Nevertheless, you can still use git prune effectively, as you are about to see in the practice section.
Lab setup to practice git prune
I am creating a repo on GitHub repo called git_prune
.
I copy its URL, clone it on my terminal, and then navigate it.
Create more three commits as follows.
Commit one
echo "File 1" > file1.txt git stage file1.txt git commit -m "Add file 1"
Commit two
echo "File 2" > file2.txt git stage file2.txt git commit -m "Add file 2"
Commit three
echo "File 3" > file3.txt git stage file3.txt git commit -m "Add file 3"
We have four commits.
git log --pretty=oneline
Now we are ready to see a standard way to apply git prune independently.
A typical scenario to apply the git prune command
Let's inspect the available objects using the git log command,
git log --pretty=oneline
the find method,
find .git/objects -type f
and the cat-file command.
git cat-file --batch-check --batch-all-objects
We have four commits, blobs and trees, respectively: 12 objects in total.
Let's detach the three commits we added in the setup section and recheck history.
git reset --hard HEAD~3 git log --pretty=oneline
We may think the hard reset discarded the objects from the repository. However, git still references objects in the reflog. So, let's clean the reflog.
git reflog expire --expire=now --expire-unreachable=now --all
We still have 12 objects in the .git/objects
folder
git cat-file --batch-check --batch-all-objects
Check the objects to git prune.
git prune --dry-run --verbose git fsck --unreachable
Prune the 9 out 12 objects.
git prune --expire=now --verbose
Then recheck the objects, confirming if there is anything to prune.

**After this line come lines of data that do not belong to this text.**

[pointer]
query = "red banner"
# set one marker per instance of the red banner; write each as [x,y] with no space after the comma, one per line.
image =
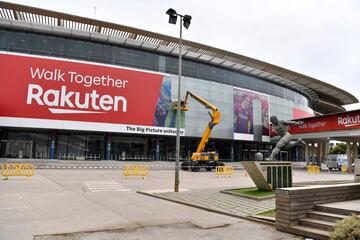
[341,121]
[42,88]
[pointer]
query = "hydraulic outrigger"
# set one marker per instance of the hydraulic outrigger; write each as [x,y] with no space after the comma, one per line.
[199,159]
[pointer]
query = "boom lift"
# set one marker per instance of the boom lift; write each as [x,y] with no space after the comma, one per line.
[199,159]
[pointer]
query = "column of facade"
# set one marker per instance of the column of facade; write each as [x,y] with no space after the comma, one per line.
[52,149]
[326,148]
[232,151]
[356,149]
[108,146]
[157,150]
[307,154]
[348,154]
[318,153]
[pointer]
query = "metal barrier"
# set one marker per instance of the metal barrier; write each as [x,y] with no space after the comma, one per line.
[17,169]
[313,169]
[224,171]
[135,170]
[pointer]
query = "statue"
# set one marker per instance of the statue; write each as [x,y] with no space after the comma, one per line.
[283,137]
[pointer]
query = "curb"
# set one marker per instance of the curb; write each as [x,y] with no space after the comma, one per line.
[250,217]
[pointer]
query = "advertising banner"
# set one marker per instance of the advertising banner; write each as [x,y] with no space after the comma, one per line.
[251,115]
[67,94]
[340,121]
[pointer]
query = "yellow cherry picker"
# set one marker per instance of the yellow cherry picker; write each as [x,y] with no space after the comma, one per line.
[199,159]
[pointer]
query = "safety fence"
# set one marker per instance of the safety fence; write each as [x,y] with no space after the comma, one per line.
[224,171]
[313,169]
[135,170]
[17,169]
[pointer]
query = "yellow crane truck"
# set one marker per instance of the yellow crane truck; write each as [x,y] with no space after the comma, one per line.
[199,159]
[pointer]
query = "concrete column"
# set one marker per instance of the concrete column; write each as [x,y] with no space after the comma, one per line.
[309,153]
[356,148]
[318,153]
[232,151]
[157,150]
[348,154]
[357,170]
[108,146]
[52,145]
[306,154]
[326,148]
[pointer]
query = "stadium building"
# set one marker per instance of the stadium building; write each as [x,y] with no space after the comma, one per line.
[80,88]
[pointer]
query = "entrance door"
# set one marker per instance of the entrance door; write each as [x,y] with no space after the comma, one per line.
[18,149]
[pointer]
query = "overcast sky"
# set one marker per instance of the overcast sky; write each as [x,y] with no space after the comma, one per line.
[318,38]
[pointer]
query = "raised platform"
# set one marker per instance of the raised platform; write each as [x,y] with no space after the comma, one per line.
[269,175]
[312,211]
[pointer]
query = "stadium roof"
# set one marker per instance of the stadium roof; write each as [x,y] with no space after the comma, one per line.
[322,95]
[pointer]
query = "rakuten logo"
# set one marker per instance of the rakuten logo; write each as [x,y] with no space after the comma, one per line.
[76,101]
[349,121]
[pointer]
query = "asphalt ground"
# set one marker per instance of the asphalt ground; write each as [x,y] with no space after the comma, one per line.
[101,204]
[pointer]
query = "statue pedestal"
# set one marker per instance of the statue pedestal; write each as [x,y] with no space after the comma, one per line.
[357,170]
[269,175]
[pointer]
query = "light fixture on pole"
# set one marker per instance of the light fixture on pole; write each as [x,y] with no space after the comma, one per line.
[186,21]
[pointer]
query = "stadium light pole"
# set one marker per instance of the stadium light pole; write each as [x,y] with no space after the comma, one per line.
[184,20]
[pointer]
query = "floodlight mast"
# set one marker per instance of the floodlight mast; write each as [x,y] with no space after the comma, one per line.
[184,20]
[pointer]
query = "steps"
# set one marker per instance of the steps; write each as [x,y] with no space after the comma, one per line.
[320,222]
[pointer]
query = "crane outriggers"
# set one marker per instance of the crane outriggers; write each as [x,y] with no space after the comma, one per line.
[199,159]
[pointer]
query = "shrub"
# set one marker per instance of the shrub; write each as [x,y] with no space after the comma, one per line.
[347,229]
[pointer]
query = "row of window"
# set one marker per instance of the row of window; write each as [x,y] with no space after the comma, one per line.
[35,43]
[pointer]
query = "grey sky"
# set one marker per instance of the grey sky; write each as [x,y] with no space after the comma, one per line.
[318,38]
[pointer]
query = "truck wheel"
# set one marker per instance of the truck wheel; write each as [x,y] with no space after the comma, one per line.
[219,164]
[209,168]
[185,166]
[195,167]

git cat-file --batch-check --batch-all-objects git prune --dry-run --verbose git fsck --unreachable
After git pruning 9 out 12 objects, we have 3 objects in the .git/objects
folder with no unreachable objects.
We can then wrap this tutorial by pushing the changes.
git push
Conclusion
You have just learned the roots of the git prune command and how to use it independently. Go ahead and safely apply it as recommended in this tutorial.